Der Prophet Jeremia, der zu den Deportierten in Babylon spricht, greift auf das Urerlebnis in Ägypten zurück, aber er überträgt es in die Gegenwart, weil er den Menschen zu seiner Zeit sagen will: jetzt wird Gott an euch handeln. Was er damals getan hat, wird er wieder tun. Und so gibt er die zugleich alte und immer wieder neue Verheißung Gottes weiter:
Siehe, es kommt die Zeit, spricht der HERR, dass ich dem David einen gerechten Spross erwecken will. Der soll ein König sein, der wohl regieren und Recht und Gerechtigkeit im Lande üben wird. Zu seiner Zeit soll Juda geholfen werden und Israel sicher wohnen. Und dies wird sein Name sein, mit dem man ihn nennen wird: »Der HERR unsere Gerechtigkeit«.
Darum siehe, es wird die Zeit kommen, spricht der HERR, dass man nicht mehr sagen wird: »So wahr der HERR lebt, der die Israeliten aus Ägyptenland geführt hat!«, sondern: »So wahr der HERR lebt, der die Nachkommen des Hauses Israel herausgeführt und hergebracht hat aus dem Lande des Nordens und aus allen Landen, wohin er sie verstoßen hatte.« Und sie sollen in ihrem Lande wohnen.
Worauf es jetzt ankommt, ist dein Vertrauen in Gottes Verheißung, dein Glaube, und dein Handeln, so wie es Gott will: Du sollst den Herrn, deinen Gott, lieben von ganzem Herzen, von ganzer Seele, von ganzem Gemüt und mit all deiner Kraft. Und: Du sollst deinen Nächsten lieben wie dich selbst.
2500 Jahre später feiern wir den 1. Advent.
In christlicher Vorstellung wird die israelitische Hoffnung auf einen neuen König adaptiert und auf Jesus Christus übertragen. Gott wird kommen in seinem Sohn, um der Welt Recht und Gerechtigkeit, Frieden, ja ewiges Leben zu bringen.

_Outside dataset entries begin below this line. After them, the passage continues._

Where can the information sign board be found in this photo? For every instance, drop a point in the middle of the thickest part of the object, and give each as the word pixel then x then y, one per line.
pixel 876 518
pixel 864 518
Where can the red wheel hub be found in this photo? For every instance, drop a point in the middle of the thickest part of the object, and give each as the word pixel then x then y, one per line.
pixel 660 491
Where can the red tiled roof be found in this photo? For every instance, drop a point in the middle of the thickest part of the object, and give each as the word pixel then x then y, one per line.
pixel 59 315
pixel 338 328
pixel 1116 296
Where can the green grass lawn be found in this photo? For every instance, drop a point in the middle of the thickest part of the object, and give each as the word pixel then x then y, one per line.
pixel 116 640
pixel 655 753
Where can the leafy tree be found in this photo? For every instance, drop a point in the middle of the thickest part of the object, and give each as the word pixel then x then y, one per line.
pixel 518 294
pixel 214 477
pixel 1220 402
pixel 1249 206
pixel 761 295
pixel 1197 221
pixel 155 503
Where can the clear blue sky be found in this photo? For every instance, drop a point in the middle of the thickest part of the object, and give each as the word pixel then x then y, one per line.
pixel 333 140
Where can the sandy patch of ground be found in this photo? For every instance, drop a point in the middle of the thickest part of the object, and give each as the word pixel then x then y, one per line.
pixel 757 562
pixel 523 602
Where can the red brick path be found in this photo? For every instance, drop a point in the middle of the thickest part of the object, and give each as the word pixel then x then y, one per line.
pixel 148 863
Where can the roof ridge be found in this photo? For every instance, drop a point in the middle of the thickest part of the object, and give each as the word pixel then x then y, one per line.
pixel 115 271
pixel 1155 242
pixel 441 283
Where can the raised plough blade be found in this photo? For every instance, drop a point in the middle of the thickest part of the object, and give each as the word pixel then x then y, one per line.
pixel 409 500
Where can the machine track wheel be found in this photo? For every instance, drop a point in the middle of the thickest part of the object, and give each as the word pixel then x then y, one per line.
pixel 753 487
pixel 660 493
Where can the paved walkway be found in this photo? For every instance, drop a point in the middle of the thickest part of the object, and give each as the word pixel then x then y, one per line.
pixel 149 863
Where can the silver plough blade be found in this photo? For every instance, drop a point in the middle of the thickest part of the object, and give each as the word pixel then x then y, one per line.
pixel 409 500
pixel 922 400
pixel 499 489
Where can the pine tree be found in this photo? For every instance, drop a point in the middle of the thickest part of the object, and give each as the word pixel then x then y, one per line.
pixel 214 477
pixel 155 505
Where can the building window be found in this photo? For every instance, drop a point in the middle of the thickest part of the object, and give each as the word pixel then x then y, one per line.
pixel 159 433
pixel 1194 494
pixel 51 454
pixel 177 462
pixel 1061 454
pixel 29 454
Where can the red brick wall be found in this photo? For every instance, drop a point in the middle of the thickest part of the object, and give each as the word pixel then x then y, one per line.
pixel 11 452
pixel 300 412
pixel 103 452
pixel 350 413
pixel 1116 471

Und wem das zu groß klingt: ganz persönlich funktioniert diese Hoffnung auch, weil wir nicht mehr nur vom Volk denken, sondern doch eher über die Jahrtausende ganz individuell von unserem persönlichen Geschick. Gott kommt zu dir, in dein Haus, in dein Herz. Das ist eine ganz persönliche Adventsverheißung. Er will zu dir kommen. Er will dir Erlösung und Freiheit, ein gutes Leben schenken.
Und es ist vielleicht genauso wie damals mit dem Volk Israel. Da steht nun die Verheißung. Im Kopf noch die Erinnerungen an die Zeit damals, als alles gut war, ebenso die Erinnerungen an all das, was schiefgelaufen ist, was schwer ist und gegen jede Hoffnung steht. Was soll jetzt noch kommen?
Siehe, es kommt die Zeit, spricht der HERR: von Recht, Gerechtigkeit, Hilfe und sicherem Leben.
Woran kannst du noch glauben?
Auch wenn es manchmal oder oft schwerfällt, gegenüber Gott sollte es das Größte sein, auch wenn ich es noch nicht sehe. Gleich, ob es nun um die Welt, die Christen und Christinnen oder einfach nur um mich geht. Gott kommt zu dir, in dein Haus, in dein Herz. Er will zu dir kommen. Er will dir Erlösung und Freiheit, ein gutes und schließlich ewiges Leben schenken. Alles hängt davon ab, Hoffnung und Glaube wach zu halten.
Der Blick in eine schöne Vergangenheit ist berührend, aber, Siehe, es kommt die Zeit, spricht der HERR, in der ich mit dir nach vorne schaue, und die Zukunft wird alles überstrahlen.
Glaube und hoffe, handle danach. Gott kommt zu dir.
Und der Friede Gottes, der größer ist als all unsere Vernunft, bewahre unsere Herzen und Sinne in Christus Jesus. Amen.